Key Features of RAG-Star

  1. Monte Carlo Tree Search (MCTS) for Deliberative Reasoning:
    • MCTS is utilized within RAG-Star to search for possible reasoning paths by generating sub-queries and corresponding answers. This approach supports in-depth strategic decision-making akin to a 'System 2' mode of reasoning, characterized by conscious, logical planning.
  2. Retrieval-Augmented Verification:
    • To amalgamate internal and external sources of knowledge, RAG-Star introduces retrieval-augmented verification. This involves employing query- and answer-aware reward modeling. These models evaluate the consistency between the generated answers and retrieved documents, providing feedback to correct the LLM's reasoning steps.
  3. Handling Knowledge Conflicts:
    • The framework is designed to mitigate conflicts between the inherent knowledge of LLMs and external sources, a common issue in traditional RAG methods.

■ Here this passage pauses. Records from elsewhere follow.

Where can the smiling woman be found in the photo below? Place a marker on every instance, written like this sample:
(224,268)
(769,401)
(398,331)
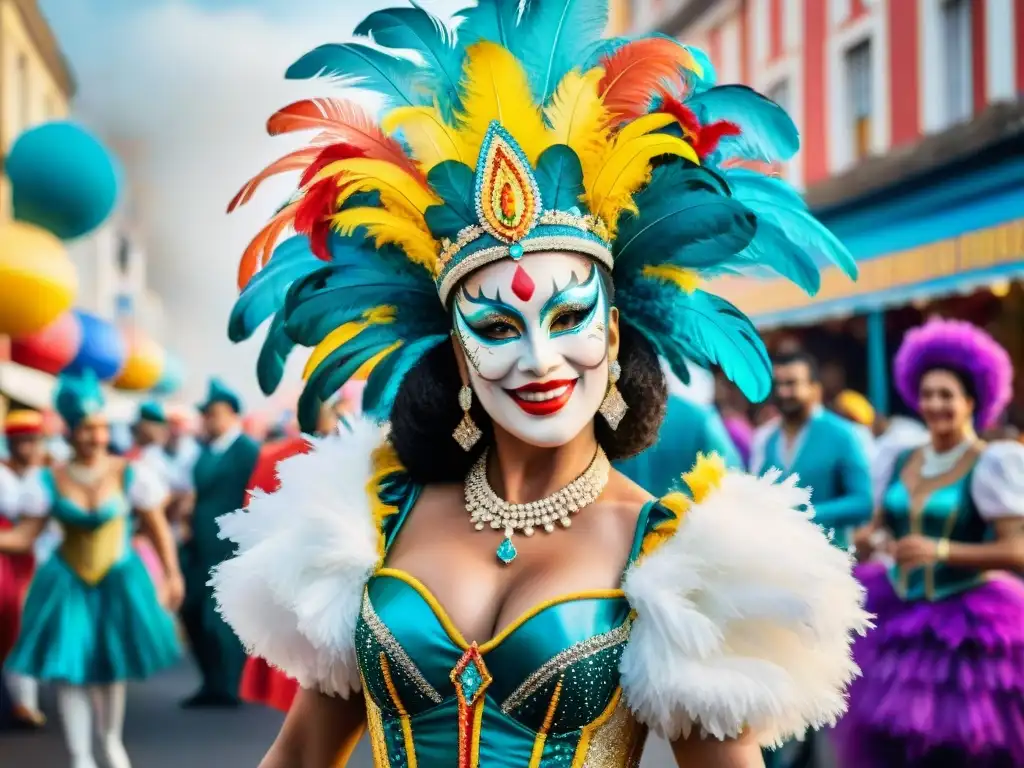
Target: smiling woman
(509,252)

By treating retrieved information as a guiding element rather than a direct input during reasoning, RAG-Star reduces knowledge interference and improves accuracy.

Experimental Evaluation

Extensive experiments conducted using Llama-3.1-8B-Instruct and GPT-4o indicate that RAG-Star significantly surpasses traditional RAG and other reasoning-enhancement methods. The proposed framework achieves performance improvements of up to 18.98% for Llama-3.1-8B and 16.19% for GPT-4o in the evaluated datasets. This underpins the efficacy of RAG-Star in leveraging both stored and retrieved knowledge, rectifying reasoning errors and ultimately arriving at more accurate solutions.

Implications and Future Directions

RAG-Star's approach to integrating retrieval into the reasoning process represents a notable step toward overcoming the limitations of current LLMs in complex tasks. By enabling models to verify and refine their reasoning through external data, RAG-Star opens pathways for improved factual reliability and logical coherence in AI systems.

For future research, exploring alternative search algorithms and fine-tuning retrieval techniques could further enhance RAG-Star's capabilities. Additionally, exploring applications across diverse reasoning scenarios, such as scientific problem-solving or legal reasoning, could reveal new potentials and specific challenges, advancing further developments in AI reasoning systems. This paper contributes robust architectural insights for AI practitioners aiming to enhance the multi-step reasoning prowess of LLMs, suggesting a promising trajectory for the development of more sophisticated AI reasoning mechanisms.